Roxy of the Misfits
One year I went as a pirate and paid for all my drinks with Sacagawea dollar coins that I called “dubloons.” I thought it was hilarious and the bartenders thought it was annoying. This year I think I’m going to go all “Eagle vs. Shark” and be a Great White Shark. Even though I hate sharks and I am even afraid of them in the pool. Seriously. When I jump off of the high dive I haul ass to the ladder because I am just SURE someone has opened the underwater gate and let the sharks out. It’s going to be an awesome costume, though.

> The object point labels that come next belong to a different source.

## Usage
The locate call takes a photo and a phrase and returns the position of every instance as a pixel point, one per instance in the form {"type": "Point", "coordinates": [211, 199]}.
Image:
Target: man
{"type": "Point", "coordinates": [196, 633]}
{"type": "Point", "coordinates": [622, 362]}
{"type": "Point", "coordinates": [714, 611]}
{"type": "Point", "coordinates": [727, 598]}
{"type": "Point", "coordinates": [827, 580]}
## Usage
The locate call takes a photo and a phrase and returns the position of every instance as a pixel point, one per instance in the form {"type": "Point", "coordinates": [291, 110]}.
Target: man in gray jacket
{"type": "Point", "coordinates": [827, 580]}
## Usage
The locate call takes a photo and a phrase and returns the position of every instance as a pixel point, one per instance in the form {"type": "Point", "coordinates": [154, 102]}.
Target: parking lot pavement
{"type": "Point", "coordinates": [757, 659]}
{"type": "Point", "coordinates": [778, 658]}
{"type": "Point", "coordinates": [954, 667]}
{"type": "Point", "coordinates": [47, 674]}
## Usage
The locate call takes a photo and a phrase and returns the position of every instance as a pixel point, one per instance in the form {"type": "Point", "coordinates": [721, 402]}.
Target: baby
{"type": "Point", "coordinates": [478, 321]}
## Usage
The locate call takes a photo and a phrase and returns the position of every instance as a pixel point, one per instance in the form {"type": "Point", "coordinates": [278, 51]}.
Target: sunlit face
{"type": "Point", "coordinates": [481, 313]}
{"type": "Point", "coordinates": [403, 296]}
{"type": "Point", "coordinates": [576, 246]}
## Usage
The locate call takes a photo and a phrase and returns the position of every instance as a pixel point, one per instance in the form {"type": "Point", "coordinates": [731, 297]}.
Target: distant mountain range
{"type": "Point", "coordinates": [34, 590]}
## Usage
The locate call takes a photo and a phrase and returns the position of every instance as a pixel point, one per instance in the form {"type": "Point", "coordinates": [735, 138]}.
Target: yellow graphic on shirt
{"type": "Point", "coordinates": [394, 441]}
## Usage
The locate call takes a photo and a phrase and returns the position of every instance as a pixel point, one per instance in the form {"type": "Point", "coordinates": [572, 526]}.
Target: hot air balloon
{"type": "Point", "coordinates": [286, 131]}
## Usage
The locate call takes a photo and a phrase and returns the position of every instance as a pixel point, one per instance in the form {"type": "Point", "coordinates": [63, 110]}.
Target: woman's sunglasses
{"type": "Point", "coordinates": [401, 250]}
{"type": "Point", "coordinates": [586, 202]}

Speaking of sharks and pools and being crazy, I have this reoccurring nightmare about sharks and pools. In my dream, my mom drags me and my sisters to see Jaws, who has been captured and is being kept in the pool by our house. Well, she really only drags me because my sisters are all about it. I beg and beg and try to convince her that it is a BAD IDEA, but we go anyway. One by one, my sisters keep leaning over the side of the pool and falling in, and I have to keep jumping in and saving them. Over and Over. All Night. Whenever I have this dream I wake up exhausted and mad at my mom. Come on, Mom! I warned you. Sharks+kids=Worst Idea Ever. Jeez.
I also frequently have a dream where my mom makes me live under the stairs a la the Dursleys and Harry Potter, and won’t let me have any of the brownies she just made. Which is weird, because my mom would never deny me brownies. She is a very nice lady.